I. PENDAHULUAN
Iran memiliki andil besar dalam penyebaran Islam dan pengembangan budaya Islam. Perluasan wilayah Islam seperti ke Asia Tengah, India, Afghanistan, dan Cina bergantung pada peran bangsa Iran. Hal ini dimungkinkan karena letak Iran yang sangat strategis sebagai gerbang ke belahan dunia Timur. Di bidang kebudayaan Islam, bangsa Iran yang telah mengenal peradaban sebelum bangsa Arab mengenalnya, juga berpengaruh besar. Cendekiawan-cendekiawan Iran cepat beradaptasi dan ikut serta dalam kelompok elite pada masa Abbasiyah. Bahasa Persia juga menjadi bahasa Islam kedua setelah bahasa Arab.
Oleh karena itu dalam makalah ini akan dijelaskan lebih lanjut mengenai negara Iran. Bagaimana kondisi geografis, sejarah masuknya islam di Iran, sistem pemerintahannya dan karakteristik Islam di Iran.
II. RUMUSAN MASALAH
1. Bagaimana kondisi geografis wilayah negara Iran?
2. Bagaimana Sejarah perkembangan Islam di Iran?
3. Bagaimana sistem pemerintahan, keadaan ekonomi dan sosial negara Iran?
4. Bagaimana karakteristik Islam di Iran?
III. PEMBAHASAN
1. Kondisi Geografis Wilayah Iran
Iran (Republik Islam Iran) beribukota di Teheran. Negara pegunungan yang terletak di daerah Timur Tengah di belahan Utara bumi, antara 25˚ dan 40˚ garis lintang serta 44˚ dan 63˚ garis bujur.
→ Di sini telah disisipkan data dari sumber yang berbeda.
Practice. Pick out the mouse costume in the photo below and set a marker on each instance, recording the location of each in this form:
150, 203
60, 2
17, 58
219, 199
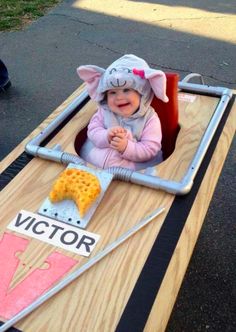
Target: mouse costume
143, 127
Disebelah utara berbatasan dengan Republik Armenia, Laut Kaspia, dan Republik Turkimenistan, disebelah Barat Daya dengan Irak, disebelah Timur Laut dengan Afganistan dan Pakistan, disebelah Barat Laut dengan Turki dan disebelah Selatan dengan Oman dan Teluk Persia. Luas wilayah Iran 1.638.057 km2, terbagi atas 24 provinsi, 195 kotapraja, dan 500 distrik. Provinsi terbesar ialah Khurasan dengan luas 315.687 km2, sedangkan provinsi terkecil adalah Gilan yang luasnya 14.820 km.
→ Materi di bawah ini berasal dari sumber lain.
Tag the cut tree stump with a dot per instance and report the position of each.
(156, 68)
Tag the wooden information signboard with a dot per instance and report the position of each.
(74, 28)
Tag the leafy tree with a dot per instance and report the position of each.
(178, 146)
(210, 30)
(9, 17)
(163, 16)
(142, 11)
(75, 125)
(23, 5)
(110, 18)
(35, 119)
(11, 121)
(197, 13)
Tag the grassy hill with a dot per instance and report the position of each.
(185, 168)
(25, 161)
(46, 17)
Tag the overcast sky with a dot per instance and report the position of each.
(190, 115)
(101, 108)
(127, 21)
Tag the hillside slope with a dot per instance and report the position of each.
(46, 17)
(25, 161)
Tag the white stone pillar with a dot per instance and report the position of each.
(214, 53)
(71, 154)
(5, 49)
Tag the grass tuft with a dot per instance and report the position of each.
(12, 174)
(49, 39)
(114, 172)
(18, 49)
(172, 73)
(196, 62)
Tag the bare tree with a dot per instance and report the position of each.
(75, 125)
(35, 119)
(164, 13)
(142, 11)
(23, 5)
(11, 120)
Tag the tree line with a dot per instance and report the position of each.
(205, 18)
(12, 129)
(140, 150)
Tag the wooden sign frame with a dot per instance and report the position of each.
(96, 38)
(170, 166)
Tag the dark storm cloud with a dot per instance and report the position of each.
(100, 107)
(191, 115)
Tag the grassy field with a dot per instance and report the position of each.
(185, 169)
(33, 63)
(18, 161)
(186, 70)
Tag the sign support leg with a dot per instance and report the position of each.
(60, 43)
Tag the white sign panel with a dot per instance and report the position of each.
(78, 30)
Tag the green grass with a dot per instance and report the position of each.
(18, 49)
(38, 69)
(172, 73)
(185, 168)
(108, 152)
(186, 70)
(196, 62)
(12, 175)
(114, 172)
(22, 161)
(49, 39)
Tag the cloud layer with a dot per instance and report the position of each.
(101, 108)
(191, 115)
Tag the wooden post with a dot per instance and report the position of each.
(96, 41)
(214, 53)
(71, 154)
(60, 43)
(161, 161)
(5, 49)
Dahulu Iran lebih dikenal dengan sebutan negara Persia. Sejak tahun 1935, pada masa kekuasaan Raja Reza Khan (pendiri Dinasti Pahlevi dan ayah syah Muhammad Reza Pahlevi yang ditumbangkan oleh Ayatullah pada tahun 1979). Sebutan Persia diganti dengan Iran (Persia=orang-orang Aria atau keturunan bangsa Aria). Suatu nama yang pernah dipakai oleh nenek moyang bangsa Iran bagi dataran tinggi Iran yang dikuasai mereka pada sekitar tahun 1700 SM. Disebutkan pula bahwa pada masa kekuasaan Darius (salah seorang Maha Raja Iran tempo dulu), kata Iran juga pernah dipakai bagi negeri kekuasaannya.
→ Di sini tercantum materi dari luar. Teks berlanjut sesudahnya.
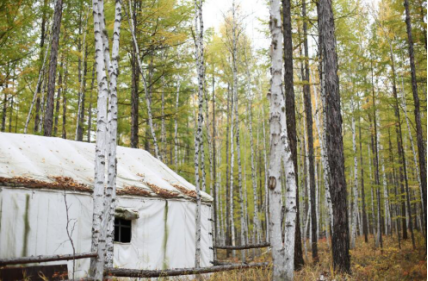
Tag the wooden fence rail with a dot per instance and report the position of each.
(38, 259)
(243, 247)
(134, 273)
Diperkirakan bahwa sebelum tahun 5000 SM sudah terdapat bangsa yang menetap di Iran, namun tidak diketahui secara pasti dari mana mereka itu berasal. Akan tetapi, sekitar tahun 2000 SM bangsa Aria yang juga merupakan ras Indo-Eropa itu telah mulai menetap di Iran. Mereka berasal dari suku Fras. Kemudian pada tahun 1000 SM datang pula suku Media yang juga berasal dari bangsa Aria dan menetap di wilayah Utara Iran.[1]
2. Sejarah perkembangan Islam di Iran
Ketika memasuki wilayah Iran, kaum muslimin tidak mendapatkan perlawanan apapun dari penduduk setempat. Sebelumnya, bangsa Persia (Iran) pernah mendapatkan penindasan dan kekerasan dari pemerintahan Sasani pada masa akhir pemerintahannya. Penindasan dan kekerasan sontak memicu kemarahan rakyatnya sendiri. Mereka sangat marah dan membenci para pemimpin mereka, terutama setelah negara menetapkan Zoroaster sebagai agama resmi negara, yang sebelumnya agama itu sangat dibenci oleh para penduduk.
Pembebasan dari bangsa Arab dilakukan dalam bentuk penyelamatan terhadap para penduduk Persia dari penderitaan yang sedang mereka alami. Para penduduk Persiapun menyambut gembira kedatangan Arab-pertama-karena mereka ingin sekali terbebas dari kesewenangan para pemimpinnya dan kedua ingin sekali memeluk agama yang mereka inginkan.[2]
Imperium Persia jatuh ke tangan kaum muslimin yang waktu itu dipimpin oleh Khalifah Umar bin Khatab (634-644) pada tahun 637 melalui perang Qadisiyyah, Kemudian pada tahun 641, setelah melalui peperangan Nahavand, seluruh Imperium Persia yang waktu itu dipimpin oleh Yazdajird jatuh ke tangan kaum muslimin. Sejak itu Persia yang menganut agama Zoroaster beralih ke agama Islam. Akhirnya agama Islam pun bisa berkembang disana.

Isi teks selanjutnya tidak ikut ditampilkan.